I have several unfinished video projects, no more than 20 minutes in length each, that I created using Adobe Premiere version 6.1 and a contemporaneous version of Flash on a Power Macintosh G4 running Mac OS 9.2 in the late 1990s. For various unimportant reasons, I shot all the footage, created animations (in Flash), and recorded all the audio I needed for each of these projects, and started the painstaking process of cutting them into finished videos, but I never finished any of them.
I'd like to pick up where I left off with those projects, but the computer is on its last legs, so I can't just boot it up and expect that it will reliably allow me to finish. Is there a currently available video production program, not necessarily the current version of Premiere, that can read these project files? I have access to modern OS X, Windows 8, and Linux machines, so OS compatibility is not a restriction.
To be absolutely clear, I am not looking for a program that can import an all-in-one finished video (I know those are easy to find and the only question is "what format?"). I want to import what Premiere calls a "project file"--video and audio clips, with effects applied, assembled on a timeline, capable of being exported as a finished video by a sort of "mixdown" process, but also still capable of being edited arbitrarily.
Also, the conversion process doesn't need to be two-way--once I import the projects I am fine with having to finish them in the new software exclusively (the G4 as I said is ready for retirement).

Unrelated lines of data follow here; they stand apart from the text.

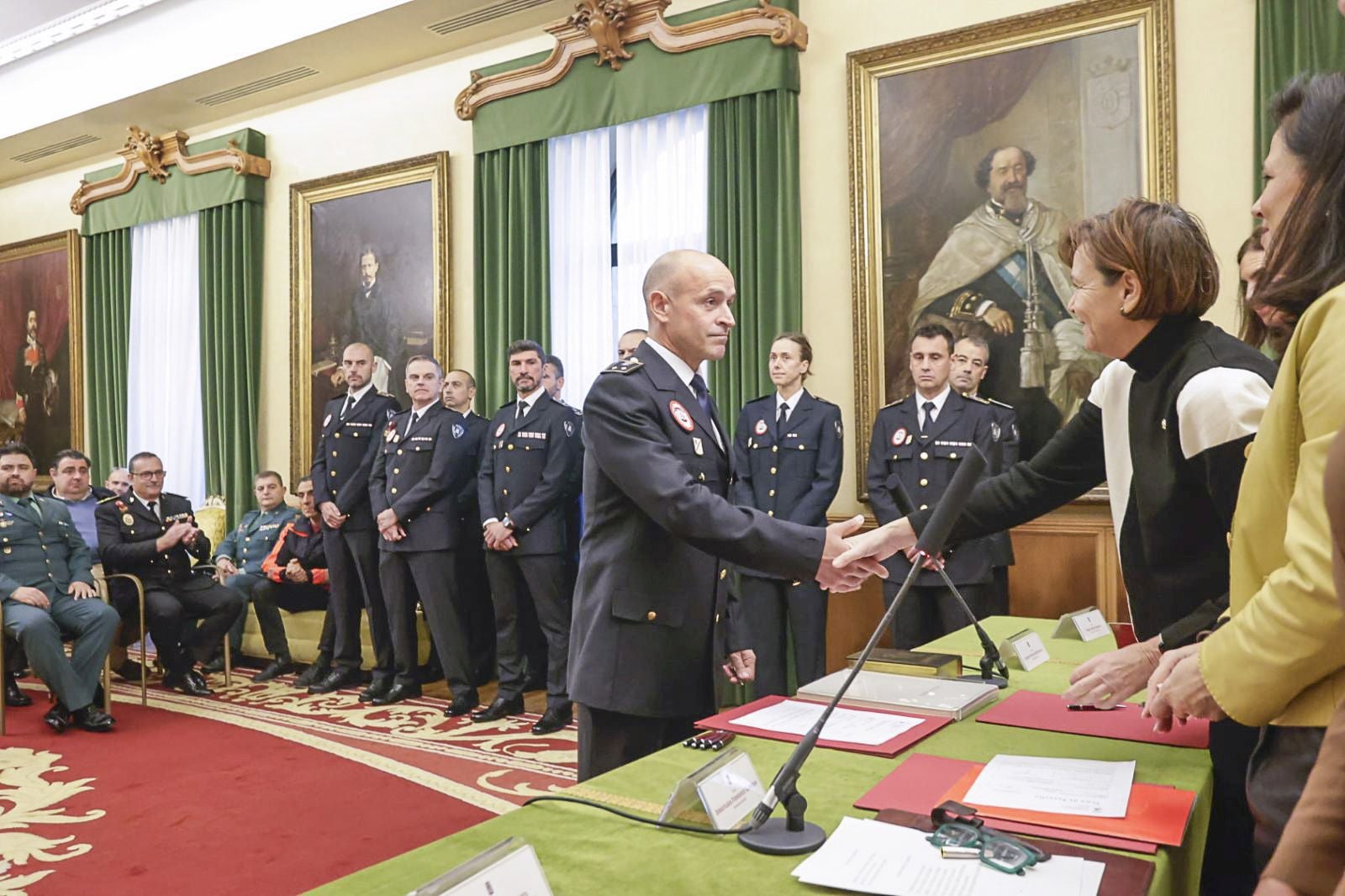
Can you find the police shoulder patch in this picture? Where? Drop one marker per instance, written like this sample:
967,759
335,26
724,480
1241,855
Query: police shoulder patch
629,365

I realize that I could probably take the raw video and audio files that I used to build each project and recreate the work-in-progress that I created in Premiere 6 in the new program, but this would be a huge undertaking that I'd like to avoid if possible. In some places, for example, I have half a dozen video tracks and an equal number of audio tracks that I have painstakingly cut together and applied effects to. It would be like the difference between doing finish carpentry on a roughed-out house that has sat half-completed for a while, versus rebuilding the same house from the foundation up given the architect's sketches and a pile of lumber.